Isma Pasha is finally 'free' when the book opens. She no longer needs to play mother to her siblings -- nineteen year old twins Aneeka and Parvaiz, as she had since their mother's death. After struggling with the visa office and quietly swallowing her humiliation she lands in the US to pursue her PhD in Sociology, while the twins stay back in London. Yet she cannot really get away.

By happenstance Isma runs into Eamonn Lone, an old acquaintance and now the son of the Home Secretary, Karamat Lone - a British Muslim. Eamonn is a handsome young man well aware of his position of privilege and also bound by it. Smitten, Isma reveals her background to him, the fact that her father - Adil Pasha - was a jihadist.

A photograph Of Aneeka's at Isma's makes Eamonn trace her down to London. Eamonn and Aneeka are caught up in a whirlwind romance until Eamonn discovers her secret mission, which he perceives as treachery - at least for a while. Meanwhile, lured into following his father's footsteps by a 'friend', Parvaiz travels to Syria, only to find himself trapped in a situation far worse than anything he imagined.

Shamsie's character portraits are realistic: the quicksilver Aneeka as a foil to the somber Isma; the young and defiant Eamonn as a foil to his conformist father, Karamat; the twins as a composite whole with no space to accommodate their elder sibling. The only time the author seems to falter a little is while depicting Aneeka's mercurial nature and whimsical actions, which sometimes come across as contrived.

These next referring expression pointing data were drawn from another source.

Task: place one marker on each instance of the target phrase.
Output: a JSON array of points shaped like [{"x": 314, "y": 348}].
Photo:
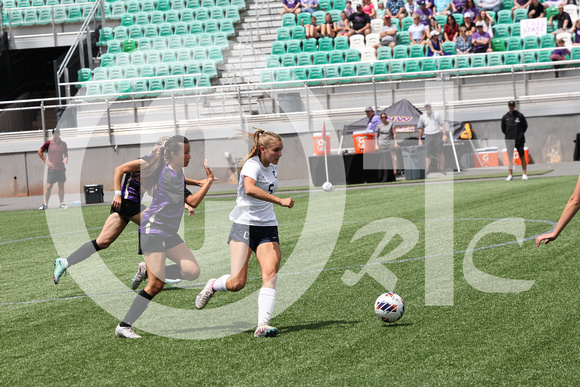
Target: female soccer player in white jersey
[
  {"x": 158, "y": 236},
  {"x": 255, "y": 229},
  {"x": 570, "y": 210},
  {"x": 126, "y": 207}
]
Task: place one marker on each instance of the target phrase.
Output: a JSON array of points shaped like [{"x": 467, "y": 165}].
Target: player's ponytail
[{"x": 261, "y": 138}]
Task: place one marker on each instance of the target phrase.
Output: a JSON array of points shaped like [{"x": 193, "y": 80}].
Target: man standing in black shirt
[{"x": 513, "y": 126}]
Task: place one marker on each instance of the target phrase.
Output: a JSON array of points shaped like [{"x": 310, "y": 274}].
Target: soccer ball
[{"x": 389, "y": 307}]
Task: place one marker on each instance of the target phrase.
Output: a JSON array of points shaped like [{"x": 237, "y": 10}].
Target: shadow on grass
[{"x": 317, "y": 325}]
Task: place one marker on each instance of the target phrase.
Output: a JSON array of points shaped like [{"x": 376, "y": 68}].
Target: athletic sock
[
  {"x": 219, "y": 285},
  {"x": 83, "y": 252},
  {"x": 173, "y": 272},
  {"x": 137, "y": 308},
  {"x": 266, "y": 301}
]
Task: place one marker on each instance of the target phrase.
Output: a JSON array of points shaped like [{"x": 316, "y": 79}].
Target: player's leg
[{"x": 269, "y": 257}]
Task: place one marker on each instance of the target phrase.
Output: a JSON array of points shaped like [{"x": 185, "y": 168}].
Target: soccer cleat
[
  {"x": 59, "y": 269},
  {"x": 126, "y": 332},
  {"x": 206, "y": 293},
  {"x": 265, "y": 331},
  {"x": 140, "y": 276}
]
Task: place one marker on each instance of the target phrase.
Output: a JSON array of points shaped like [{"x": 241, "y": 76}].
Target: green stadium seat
[
  {"x": 319, "y": 58},
  {"x": 304, "y": 59},
  {"x": 384, "y": 53},
  {"x": 341, "y": 43},
  {"x": 288, "y": 20},
  {"x": 514, "y": 44},
  {"x": 325, "y": 44},
  {"x": 351, "y": 55},
  {"x": 336, "y": 56},
  {"x": 416, "y": 51},
  {"x": 400, "y": 52},
  {"x": 293, "y": 47}
]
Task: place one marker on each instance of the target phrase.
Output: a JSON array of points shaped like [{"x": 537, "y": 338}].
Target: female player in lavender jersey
[
  {"x": 126, "y": 207},
  {"x": 255, "y": 229},
  {"x": 163, "y": 179}
]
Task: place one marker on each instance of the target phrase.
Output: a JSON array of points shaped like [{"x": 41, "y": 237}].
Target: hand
[
  {"x": 548, "y": 237},
  {"x": 116, "y": 204},
  {"x": 288, "y": 202}
]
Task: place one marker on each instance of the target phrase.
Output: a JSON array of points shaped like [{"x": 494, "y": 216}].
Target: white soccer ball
[
  {"x": 327, "y": 186},
  {"x": 389, "y": 307}
]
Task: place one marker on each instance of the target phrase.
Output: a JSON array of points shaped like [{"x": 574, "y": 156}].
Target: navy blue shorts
[
  {"x": 157, "y": 243},
  {"x": 253, "y": 236}
]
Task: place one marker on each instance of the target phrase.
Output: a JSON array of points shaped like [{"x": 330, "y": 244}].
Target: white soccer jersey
[{"x": 252, "y": 211}]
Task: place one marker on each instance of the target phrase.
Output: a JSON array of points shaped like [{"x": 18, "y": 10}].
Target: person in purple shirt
[
  {"x": 291, "y": 6},
  {"x": 126, "y": 207},
  {"x": 163, "y": 178},
  {"x": 424, "y": 13},
  {"x": 481, "y": 39}
]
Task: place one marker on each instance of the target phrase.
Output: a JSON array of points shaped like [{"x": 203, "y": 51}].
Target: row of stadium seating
[{"x": 407, "y": 68}]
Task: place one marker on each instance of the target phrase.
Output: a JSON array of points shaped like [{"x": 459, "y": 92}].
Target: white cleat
[
  {"x": 206, "y": 293},
  {"x": 126, "y": 332}
]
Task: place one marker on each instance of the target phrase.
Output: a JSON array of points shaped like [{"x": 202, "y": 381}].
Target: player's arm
[
  {"x": 258, "y": 193},
  {"x": 570, "y": 210},
  {"x": 196, "y": 198}
]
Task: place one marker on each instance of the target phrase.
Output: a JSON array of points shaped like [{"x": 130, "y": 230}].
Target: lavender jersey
[
  {"x": 131, "y": 188},
  {"x": 163, "y": 216}
]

Shamsie's novel, which moves at the pace of a thriller, is more gripping than any literary novel this reviewer can recall, except perhaps Margaret Atwood's The Blind Assassin. Every page is fraught with tension and conflict - both social and psychological, and the pitch perfect account of Parvaiz's life, especially in Syria, reflects the author's exhaustive research and familiarity with the subject.